Katy Mena-Berkley, is a professional writer based in Chattanooga, Tenn. She earned her BFA in fabric design from the University of Georgia and launched her writing career with a fashion column in a local alternative newspaper. Katy’s interests in fashion and foreign culture then led her to Florence, Italy, where she interned as a contributing writer for textile publication La Spola. Since returning stateside, she has worked in reporting, editing and copywriting.
Some may call me crazy, but here’s the truth. I’m grateful to have multiple sclerosis.
Diagnosed 11 years ago, I was shocked into a state of clarity when my body betrayed me for the first time. And why wouldn’t it? I’d been blessed with my youth, my family, and my faith—which hadn’t been truly tested until my vision went double as I was driving on the side of the mountain near my parent’s house in Tennessee.
I was home from college for the weekend and got into a petty argument with my mom about something I can’t even recall anymore. In true 19-year-old form, I jumped in my car and headed out for a while, lighting a cigarette to calm my nerves.
I panicked when the Honda Accord in front of me suddenly cloned itself, and I immediately stamped my cigarette out in the ashtray. I knew what was happening.

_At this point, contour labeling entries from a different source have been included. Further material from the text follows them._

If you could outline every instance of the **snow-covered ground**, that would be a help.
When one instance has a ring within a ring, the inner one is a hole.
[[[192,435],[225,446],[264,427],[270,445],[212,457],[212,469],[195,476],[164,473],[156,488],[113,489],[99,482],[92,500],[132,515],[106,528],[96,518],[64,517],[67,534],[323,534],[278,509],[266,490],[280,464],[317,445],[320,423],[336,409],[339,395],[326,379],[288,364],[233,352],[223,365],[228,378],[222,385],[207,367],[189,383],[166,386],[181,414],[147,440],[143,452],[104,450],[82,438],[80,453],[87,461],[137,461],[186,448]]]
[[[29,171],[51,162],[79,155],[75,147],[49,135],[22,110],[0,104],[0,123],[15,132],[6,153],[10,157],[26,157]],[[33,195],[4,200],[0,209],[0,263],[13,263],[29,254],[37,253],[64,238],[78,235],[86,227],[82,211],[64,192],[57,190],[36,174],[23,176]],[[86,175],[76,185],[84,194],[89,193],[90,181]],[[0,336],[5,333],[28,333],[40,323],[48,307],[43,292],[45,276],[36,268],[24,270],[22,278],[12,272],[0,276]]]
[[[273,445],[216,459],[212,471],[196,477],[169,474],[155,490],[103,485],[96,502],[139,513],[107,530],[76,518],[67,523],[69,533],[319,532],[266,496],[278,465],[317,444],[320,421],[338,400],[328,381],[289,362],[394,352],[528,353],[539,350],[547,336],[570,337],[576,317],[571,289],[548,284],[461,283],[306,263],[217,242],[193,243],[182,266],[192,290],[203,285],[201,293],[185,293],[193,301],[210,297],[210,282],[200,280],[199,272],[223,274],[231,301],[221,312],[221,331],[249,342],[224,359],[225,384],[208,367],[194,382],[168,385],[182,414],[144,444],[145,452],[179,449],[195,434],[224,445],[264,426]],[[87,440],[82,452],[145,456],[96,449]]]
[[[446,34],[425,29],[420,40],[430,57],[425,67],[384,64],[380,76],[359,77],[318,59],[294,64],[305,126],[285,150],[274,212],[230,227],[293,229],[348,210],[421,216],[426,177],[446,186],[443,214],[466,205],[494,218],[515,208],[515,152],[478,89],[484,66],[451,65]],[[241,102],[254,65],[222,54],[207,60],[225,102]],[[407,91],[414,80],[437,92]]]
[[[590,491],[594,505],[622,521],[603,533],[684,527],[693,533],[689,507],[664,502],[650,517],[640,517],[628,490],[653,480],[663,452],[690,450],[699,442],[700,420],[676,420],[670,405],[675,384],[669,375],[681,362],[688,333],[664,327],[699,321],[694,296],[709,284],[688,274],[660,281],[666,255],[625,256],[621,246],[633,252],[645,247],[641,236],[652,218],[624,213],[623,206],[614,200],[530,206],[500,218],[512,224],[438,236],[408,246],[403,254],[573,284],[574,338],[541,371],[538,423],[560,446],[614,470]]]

Having ravaged my mother’s body for years, her multiple sclerosis wanted to move on to me. After all, double vision was her first symptom decades earlier, a symptom she still lives with at times.
Given my disrespectful attitude that Saturday afternoon, it made sense to me that MS would manifest itself in my body at that moment. I had sinned horribly, and it was time to pay the price.
For about a year, I continued in that mindset, sure that every flare-up of the disease was punishment for something I had done wrong. Maybe it was my guilt-ridden Greek heritage. Maybe it was the Southern Baptist culture that surrounded me. But for some reason a voice in my head kept telling me I deserved to suffer. The vision problems and tingling in my left hand were simply payback from the universe for my disrespectful attitude and underage consumption of alcohol on certain weekends.
It wasn’t until I experienced an MS flare-up a year later that I began to understand what I’d been taught at the Orthodox Church.
The medication I was taking had stopped working, and the disease was flooding my body despite anything my surgeon father or my neurologists could do. I bounced from doctor to doctor, trying to find respite from the discomfort that had come to be my constant companion.
I saw a holistic practitioner, tried acupuncture, and, unable to do my regular workouts, threw myself into afternoons at the yoga studio or water jogging with my best friend at our university’s pool. Forced to truly slow down, I finally began to find healing in my mind and my heart.
God hadn’t given me MS as a punishment for my sins, and there is still no way to determine where or why I got sick in the first place.
Here is what I have come to know as my truth. I haven’t been targeted by some higher power to get sick—but God also hasn’t chosen to remove the thorn in my flesh. My illness has a purpose, and I am still on a quest to find out exactly what that is.
Over the years, I’ve continued to get knocked down by my disease. I’ve gone blind; been paralyzed; and felt chronic pain so excruciating it kept me awake for days on end.
I’ve given myself shots; endured chemotherapy; and was forced to cut my precious hair short as it started to fall out.
But I wouldn’t trade any of it for the world.
In the silence of sickness, I have developed an intimacy with my faith that might never have existed—at least not by the time I turned 30 years old. Forced to relinquish any delusion of control I had over my life, I have learned to give it up to God with all of my heart. He is my soul, my breath, my salvation and joy.
I don’t know what direction my disease will take over time. But there is an unshakable peace about the mystery. All I have to do is listen.